Michael Cashwell said:
> If you are doing this on Panther (10.3) or Tiger (10.4) then you want
> to build it so it will plug into the PAM authentication system. The
> "osx" builds without PAM which is useful for pre-Panther systems and
> maybe if you deliberately wanted to not use PAM on later systems.
I'm running Tiger

> What you probably want to do instead is "make oxp" which builds for
> PAM. That way, any normal user account on the system will "just work".
Working on that now - if only my iMac weren't asleep.  Better figure that
out before I move my mail server to it.... :)

>
> Also, if you want real SSL/TLS then you will need a server-side cert
> (that's either signed by a root authority known to the clients or
> self-signed with your own root cert installed on the clients).
> Without this good clients will complain. The choice largely boils
> down to how many users you have and how hard it is to distribute your
> own root.
This is a home system.  I can easily handle the cert distribution.  I've
got a self-signed cert for my web server ('cause I run squirrelmail to
provide remote access to my home email, although I'm sconsidering the more
AJAXy roundcube imap client)  I need to create a new self-signed cert for
the new box.  It's "on the list" of items to do.
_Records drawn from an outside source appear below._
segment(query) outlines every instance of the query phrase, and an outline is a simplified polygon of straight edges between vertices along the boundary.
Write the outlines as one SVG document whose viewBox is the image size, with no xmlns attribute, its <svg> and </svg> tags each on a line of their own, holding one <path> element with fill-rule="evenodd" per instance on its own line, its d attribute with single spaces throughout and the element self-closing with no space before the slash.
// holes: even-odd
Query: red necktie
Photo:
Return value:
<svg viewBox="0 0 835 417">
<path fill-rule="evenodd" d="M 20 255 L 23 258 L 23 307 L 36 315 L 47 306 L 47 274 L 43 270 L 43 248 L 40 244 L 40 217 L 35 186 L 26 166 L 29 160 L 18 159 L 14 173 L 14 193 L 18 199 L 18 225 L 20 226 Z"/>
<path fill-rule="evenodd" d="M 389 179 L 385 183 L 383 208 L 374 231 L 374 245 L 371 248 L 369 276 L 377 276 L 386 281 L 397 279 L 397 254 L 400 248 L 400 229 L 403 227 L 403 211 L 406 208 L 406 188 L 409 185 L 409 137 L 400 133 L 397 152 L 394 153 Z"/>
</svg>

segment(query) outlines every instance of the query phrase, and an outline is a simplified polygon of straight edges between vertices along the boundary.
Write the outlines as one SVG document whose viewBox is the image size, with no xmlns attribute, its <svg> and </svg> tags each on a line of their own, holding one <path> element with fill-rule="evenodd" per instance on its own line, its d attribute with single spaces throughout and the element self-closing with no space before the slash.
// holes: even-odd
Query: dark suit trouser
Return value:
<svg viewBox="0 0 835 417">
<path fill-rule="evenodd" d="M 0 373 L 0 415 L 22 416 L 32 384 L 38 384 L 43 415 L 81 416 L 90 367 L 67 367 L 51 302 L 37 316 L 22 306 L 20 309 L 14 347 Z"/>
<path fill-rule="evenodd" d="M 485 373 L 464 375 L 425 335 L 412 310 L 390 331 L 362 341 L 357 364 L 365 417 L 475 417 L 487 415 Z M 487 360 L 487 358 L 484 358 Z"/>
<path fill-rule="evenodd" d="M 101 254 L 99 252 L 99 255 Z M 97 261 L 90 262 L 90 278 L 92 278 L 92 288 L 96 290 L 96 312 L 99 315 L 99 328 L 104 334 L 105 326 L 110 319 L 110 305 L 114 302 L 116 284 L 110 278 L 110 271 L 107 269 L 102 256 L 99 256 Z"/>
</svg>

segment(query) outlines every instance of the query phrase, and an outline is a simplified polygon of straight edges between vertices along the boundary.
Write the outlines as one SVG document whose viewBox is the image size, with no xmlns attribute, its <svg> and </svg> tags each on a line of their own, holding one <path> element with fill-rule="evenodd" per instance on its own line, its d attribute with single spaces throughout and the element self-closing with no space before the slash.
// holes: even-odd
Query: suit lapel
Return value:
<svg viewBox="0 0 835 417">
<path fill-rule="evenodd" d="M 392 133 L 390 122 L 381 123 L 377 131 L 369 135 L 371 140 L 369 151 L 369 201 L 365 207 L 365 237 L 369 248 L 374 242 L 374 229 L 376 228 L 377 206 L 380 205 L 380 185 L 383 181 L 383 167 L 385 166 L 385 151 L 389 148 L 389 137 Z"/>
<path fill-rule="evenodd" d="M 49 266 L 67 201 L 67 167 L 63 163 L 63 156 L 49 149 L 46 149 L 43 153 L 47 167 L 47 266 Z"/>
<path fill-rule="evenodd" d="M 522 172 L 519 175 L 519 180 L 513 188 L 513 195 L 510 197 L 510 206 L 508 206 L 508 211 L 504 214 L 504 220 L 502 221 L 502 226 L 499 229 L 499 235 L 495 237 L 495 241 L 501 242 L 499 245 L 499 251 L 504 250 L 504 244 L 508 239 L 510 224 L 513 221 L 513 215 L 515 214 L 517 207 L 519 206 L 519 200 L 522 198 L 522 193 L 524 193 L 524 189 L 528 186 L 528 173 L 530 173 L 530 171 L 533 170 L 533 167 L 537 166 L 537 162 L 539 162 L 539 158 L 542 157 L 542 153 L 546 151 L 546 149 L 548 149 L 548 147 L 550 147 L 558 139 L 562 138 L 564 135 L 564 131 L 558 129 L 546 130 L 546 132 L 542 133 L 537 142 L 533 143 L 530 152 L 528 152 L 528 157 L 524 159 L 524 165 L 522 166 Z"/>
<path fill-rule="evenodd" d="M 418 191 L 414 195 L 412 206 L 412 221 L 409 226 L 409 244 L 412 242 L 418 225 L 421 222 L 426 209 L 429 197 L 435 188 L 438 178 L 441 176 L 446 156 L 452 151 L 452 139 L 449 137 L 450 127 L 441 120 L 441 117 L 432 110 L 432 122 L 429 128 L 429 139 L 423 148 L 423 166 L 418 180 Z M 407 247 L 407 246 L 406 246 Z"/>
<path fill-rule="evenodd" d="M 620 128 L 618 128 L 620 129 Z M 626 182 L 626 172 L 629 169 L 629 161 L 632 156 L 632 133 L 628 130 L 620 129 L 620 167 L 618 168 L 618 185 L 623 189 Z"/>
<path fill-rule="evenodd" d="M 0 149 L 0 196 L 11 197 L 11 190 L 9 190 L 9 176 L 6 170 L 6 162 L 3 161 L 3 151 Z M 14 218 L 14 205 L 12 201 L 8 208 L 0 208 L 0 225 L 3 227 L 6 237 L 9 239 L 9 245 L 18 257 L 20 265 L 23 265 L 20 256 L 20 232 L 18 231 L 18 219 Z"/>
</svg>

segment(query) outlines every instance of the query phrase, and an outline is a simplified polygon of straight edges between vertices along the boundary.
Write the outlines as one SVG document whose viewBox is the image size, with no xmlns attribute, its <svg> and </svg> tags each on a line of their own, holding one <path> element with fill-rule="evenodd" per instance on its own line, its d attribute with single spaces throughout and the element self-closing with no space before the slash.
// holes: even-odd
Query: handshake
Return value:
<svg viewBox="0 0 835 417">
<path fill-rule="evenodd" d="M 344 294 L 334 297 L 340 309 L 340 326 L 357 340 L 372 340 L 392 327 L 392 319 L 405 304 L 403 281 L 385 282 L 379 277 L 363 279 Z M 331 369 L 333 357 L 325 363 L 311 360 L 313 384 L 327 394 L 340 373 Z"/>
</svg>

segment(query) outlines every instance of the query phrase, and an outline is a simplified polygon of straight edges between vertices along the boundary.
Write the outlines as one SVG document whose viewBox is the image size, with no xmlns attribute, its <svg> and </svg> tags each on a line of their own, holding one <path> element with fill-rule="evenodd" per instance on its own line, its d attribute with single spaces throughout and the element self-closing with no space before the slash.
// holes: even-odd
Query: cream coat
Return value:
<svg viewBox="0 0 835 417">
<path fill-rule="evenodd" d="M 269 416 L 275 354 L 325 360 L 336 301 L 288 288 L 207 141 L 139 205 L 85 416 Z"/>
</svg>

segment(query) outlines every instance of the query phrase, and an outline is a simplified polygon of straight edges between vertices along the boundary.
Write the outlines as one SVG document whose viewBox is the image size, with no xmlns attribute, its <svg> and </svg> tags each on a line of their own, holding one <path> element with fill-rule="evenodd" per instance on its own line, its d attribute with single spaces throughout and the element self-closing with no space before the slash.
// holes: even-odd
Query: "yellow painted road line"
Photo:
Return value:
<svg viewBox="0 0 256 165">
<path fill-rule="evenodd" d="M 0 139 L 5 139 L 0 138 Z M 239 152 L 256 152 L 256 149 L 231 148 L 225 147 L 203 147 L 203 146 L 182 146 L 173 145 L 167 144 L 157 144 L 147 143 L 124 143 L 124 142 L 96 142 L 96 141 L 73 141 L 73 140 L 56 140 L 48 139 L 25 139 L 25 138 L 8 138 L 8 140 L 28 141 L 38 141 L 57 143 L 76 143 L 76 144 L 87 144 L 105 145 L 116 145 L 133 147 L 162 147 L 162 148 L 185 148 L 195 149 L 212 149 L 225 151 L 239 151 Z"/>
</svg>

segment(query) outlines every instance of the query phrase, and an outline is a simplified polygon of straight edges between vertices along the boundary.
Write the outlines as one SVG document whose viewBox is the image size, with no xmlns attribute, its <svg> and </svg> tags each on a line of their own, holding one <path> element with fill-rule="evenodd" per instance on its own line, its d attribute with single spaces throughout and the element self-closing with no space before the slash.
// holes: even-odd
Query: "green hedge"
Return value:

It would be helpful to see how I'd need to configure the SSL cert for OS
X.  Frankly it's a little confusing that OS X has things like /private/etc
- How  do I know which user's private dir is relevant to services accessed
remotely....  Still learning OS X.

> I have a whole "cheat sheet" for uw-imap (and other services like
> AUTH SMTP using postfix, mailman, BIND, DHCPD, self-signed cert
> production, etc.) on OS X (client). If you (or anyone else) would
> like a copy let me know.
I'd love a copy!

Thanks MUCH for your guidance!

Since I'm picking your brain, I have another question:

I'm using mbox today - because it's easy and completely portable.  One
downside is that since my primary mbox file is ~300MB, with a total of
about 1.5GB spread across several folders, I see my linux box in iowait
state a lot, even though I've got 1.2GB RAM.   I've been considering
converting to a different mailbox format in the hope that it would improve
performance.  The only complication is that I use procmail, fetchmail, and
spamassassin on linux, and would love to be able to keep that setup once I
convert mailbox formats.  It's not clear to me the best way to go to
improve performance.  (Of course, moving to a more powerful box with more
RAM is in the plan, hence the iMac.)

Any opinions about how to reduce system load and improve response time?